14 DAY TRIAL // The malicious “lol is this your new profile pic” campaign that has been doing the rounds for the past few days on Skype seems to have been improved once again.
Kaspersky experts say that judging by the Google URL Shortener service, the attack surfaced on October 6. The same stats (see screenshot) reveal that over 1 million users clicked on the short links.
The most worrying part is that, initially, only 2 of the 44 antivirus engines present on VirusTotal positively identified the threat. Currently, the number has increased to 27, but that’s still somewhat low, which means that many of the 1 million users who clicked on the links may be infected.
That’s not the only news about this campaign. The cybercriminals that have launched it have translated the “lol is this your new profile pic” into many languages – including Latvian and Spanish – to ensure that as many internauts as possible fall for the scheme.
Furthermore, the malware – Trojan.Win32.Bublik.jdb (Kaspersky) or WORM_DORKBOT.DN (Trend Micro) – is capable of taking control of the affected machine.
Ransomware and click-fraud are not the only issues anymore. The threat is also capable of stealing passwords associated with adult websites, file lockers, online banking and social media, including PayPal, Yahoo, Facebook, Netflix, The Pirate Bay, GoDaddy, and eBay.

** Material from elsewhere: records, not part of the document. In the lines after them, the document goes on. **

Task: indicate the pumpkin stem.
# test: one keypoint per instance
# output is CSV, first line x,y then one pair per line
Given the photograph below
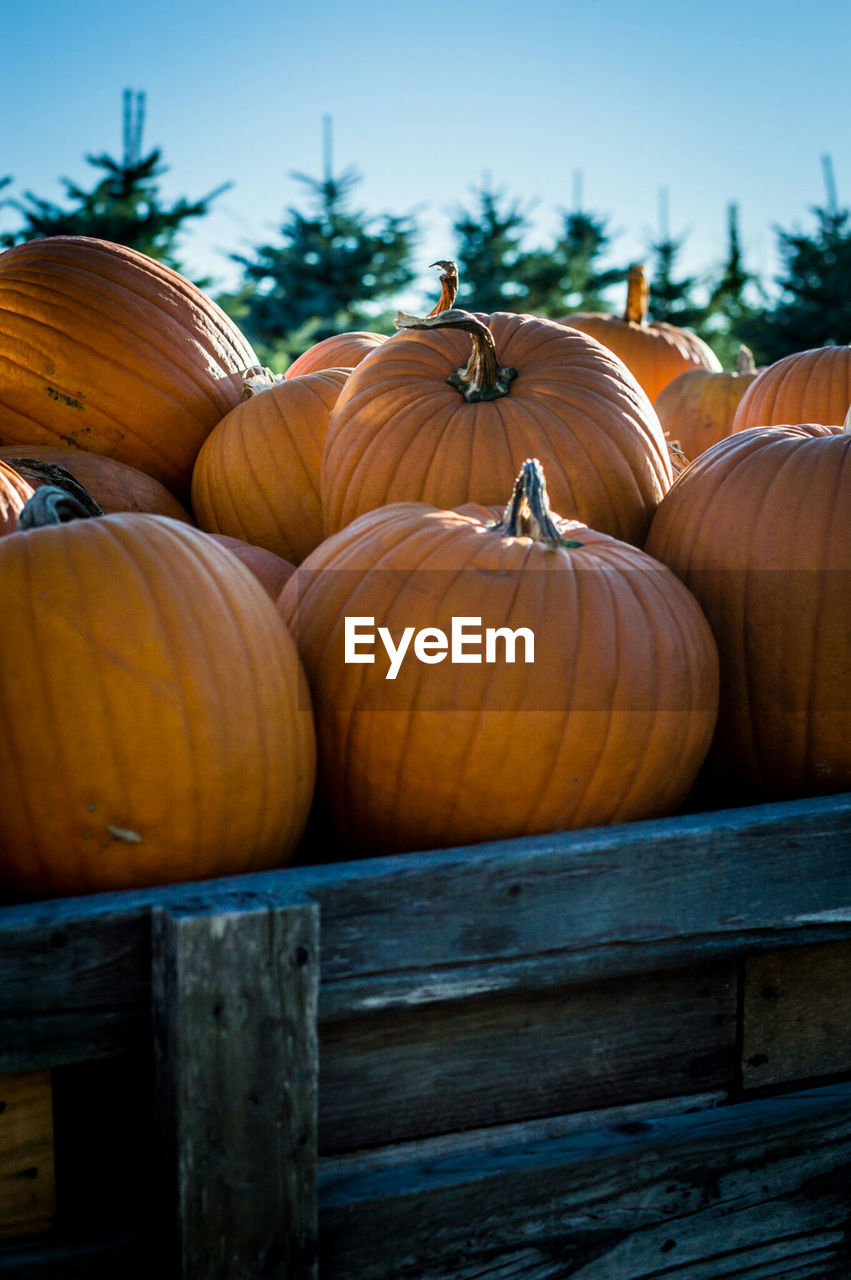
x,y
448,286
51,506
529,513
483,376
259,379
745,362
637,295
53,474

According to Trend Micro, it can also command the computer to launch distributed denial-of-service attacks.
Last, but not least, Kaspersky experts have found that the Trojan doesn’t spread only via Skype.
“The Trojan has an autorun functionality to spread via USB devices. It’s able to spread via MSN Messenger too and all locally saved Skype passwords on the same infected machine by switching automatically between available accounts,” Kaspersky Lab Expert Dmitry Bestuzhev explained in a blog post.